ORDONNONS l’expulsion de M. [C] [L] et M. [G] [Z] ainsi que de leurs biens et de tous occupants de leur chef avec le concours de la [Localité 6] Publique si besoin est, dès la signification de la présente décision, sous astreinte de 100,00 euros par jour de retard courant à compter de la notification jusqu’à la libération effective des lieux ; RAPELONS que le sort des meubles est régi par les articles L.433-1 et L.433-2 du code des procédures civiles d’exécution et que la communauté urbaine [Localité 1] [Localité 4] Métropole et la Société Alter Services pourront procéder à l’enlèvement de tous objets et effets se trouvant dans le parking seulement ; DÉBOUTONS les requérantes du surplus de leurs demandes ; RAPPELONS que l’exécution provisoire de la présente décision est de droit. CONDAMNONS in solidum M. [C] [L] et M. [G] [Z] au paiement des entiers dépens. Le greffier, Le Président,

Questions fréquentes

Qu'est-ce qu'un trouble manifestement illicite ?
Un trouble manifestement illicite est une violation évidente du droit, comme l'occupation sans autorisation d'un parking. Le juge des référés peut ordonner l'expulsion pour faire cesser ce trouble.
La trêve hivernale s'applique-t-elle à cette expulsion ?
Non, la trêve hivernale ne s'applique pas en cas de mauvaise foi des occupants. Ici, les occupants ont été jugés de mauvaise foi car ils occupaient le parking en connaissance de cause, générant nuisances et insécurité.
Quelle est la procédure pour expulser des occupants d'un parking ?
Le propriétaire ou gestionnaire peut assigner les occupants en référé devant le juge des contentieux de la protection.
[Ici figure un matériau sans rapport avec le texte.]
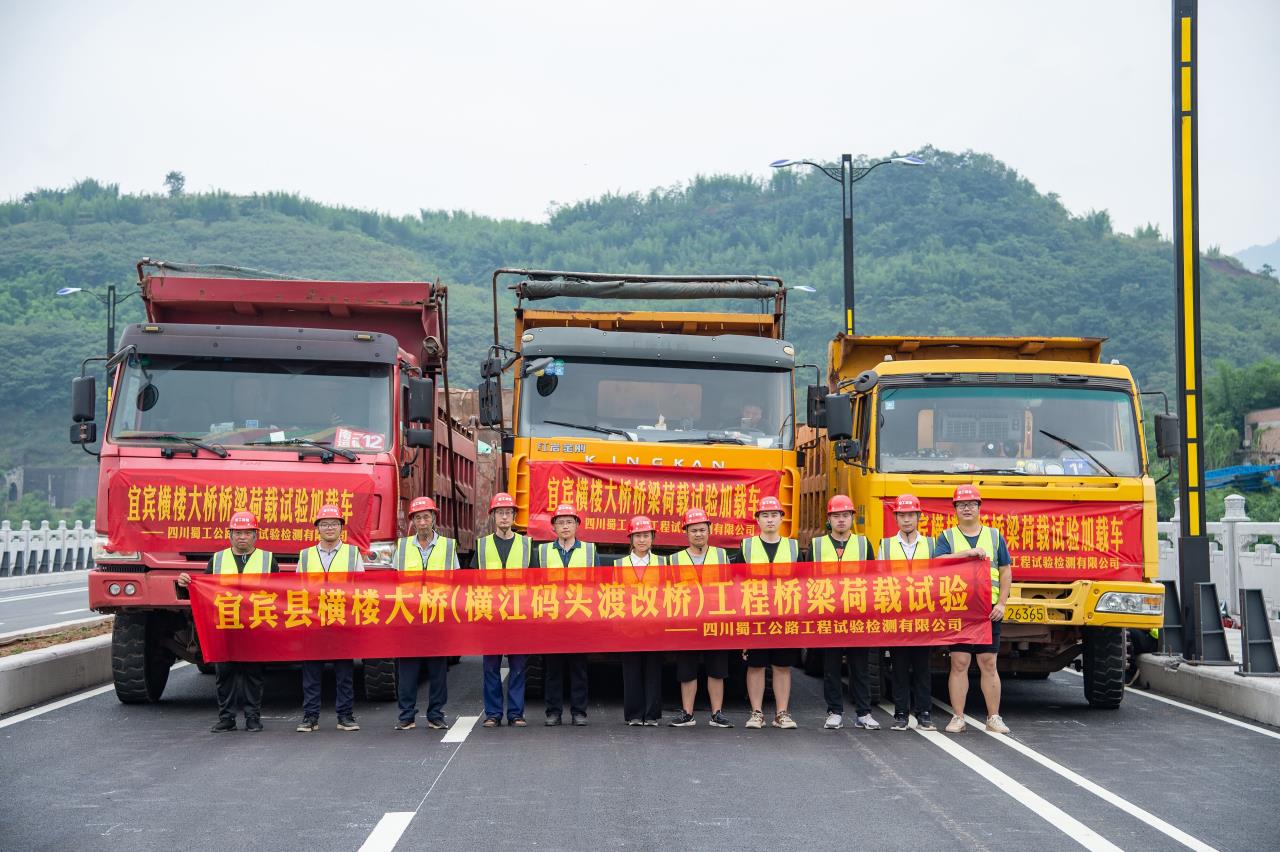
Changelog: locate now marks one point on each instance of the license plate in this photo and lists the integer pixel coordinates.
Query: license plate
(1025, 614)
Si le trouble est manifestement illicite, le juge peut ordonner l'expulsion sous astreinte, avec le concours de la force publique si nécessaire.
Puis-je être condamné à une astreinte pour occupation d'un parking ?
Oui, si le juge ordonne l'expulsion et que vous ne libérez pas les lieux, vous pouvez être condamné à une astreinte de 100 euros par jour de retard, comme dans cette affaire.
Que faire si des personnes sans domicile fixe occupent mon parking ?
Vous pouvez saisir le juge des référés pour faire constater l'occupation sans droit ni titre et demander l'expulsion. Il est conseillé de rassembler des preuves (photos, constats) et de consulter un avocat.
Quels sont les critères pour que le juge ordonne l'expulsion en référé ?
Le juge doit constater un trouble manifestement illicite, c'est-à-dire une occupation sans droit ni titre. L'urgence n'est pas nécessairement requise, mais le trouble doit être évident. La mauvaise foi des occupants peut être un facteur aggravant.